The Drug Recognition Guide by Mark Currivan (Wirral University Teaching Hospital, United Kingdom)
The Drug Recognition Guide introduces an innovative method for recognising and categorising medications, enabling readers to easily identify the type and use of a generic drug by visually deconstructing its name. Through its creative use of colour-coded drug prefixes and suffixes, this pocket-sized guide makes generic drug names distinctive, logical, and easy to pronounce and remember. More than 700 drugs from over 200 different drug categories are catalogued and colour-highlighted-helping you understand what underlies a generic drug name.
Organised by class and use, the book's ten chapters cover a comprehensive range of drugs, including chemotherapy and immunosuppressants, drugs that affect the cardiovascular and respiratory systems, drugs used to manage pain, treat infectious diseases, and many others.
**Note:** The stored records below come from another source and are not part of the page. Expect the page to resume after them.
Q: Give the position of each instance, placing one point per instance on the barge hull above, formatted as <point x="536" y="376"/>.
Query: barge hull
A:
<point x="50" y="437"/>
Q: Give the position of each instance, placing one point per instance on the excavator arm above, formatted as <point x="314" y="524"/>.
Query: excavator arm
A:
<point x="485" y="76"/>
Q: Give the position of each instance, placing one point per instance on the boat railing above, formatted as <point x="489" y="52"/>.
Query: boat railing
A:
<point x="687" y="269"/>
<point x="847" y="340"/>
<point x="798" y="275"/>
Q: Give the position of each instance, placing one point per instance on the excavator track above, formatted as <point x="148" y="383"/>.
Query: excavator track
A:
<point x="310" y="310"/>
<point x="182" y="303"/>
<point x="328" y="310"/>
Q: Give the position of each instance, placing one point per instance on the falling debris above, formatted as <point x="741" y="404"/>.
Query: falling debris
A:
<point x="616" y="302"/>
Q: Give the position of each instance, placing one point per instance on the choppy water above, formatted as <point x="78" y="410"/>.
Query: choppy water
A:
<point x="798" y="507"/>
Each entry briefly summarises a particular class of drugs, describes the intended use of drugs within the class, and breaks down the name stems of individual drugs to reveal useful information and illustrate connections between chemically and therapeutically related medicines.
Presenting an original, easy-to-use approach to the complex subject of drug classification, this invaluable learning aid:
- Provides a thorough yet accessible way for students and practitioners to increase their understanding of medications and their application
- Helps students to clearly read and pronounce even the most difficult generic drug names
- Highlights the letters in generic drug names to enable students to recognise drugs immediately
- Explains who assigns a generic drug name and what the name represents
- Includes an introduction to generic and proprietary drug names and design motifs
The Drug Recognition Guide is essential reading for nursing and medical students, pharmacy students and technicians, as well as nurse practitioners and trainee and junior doctors.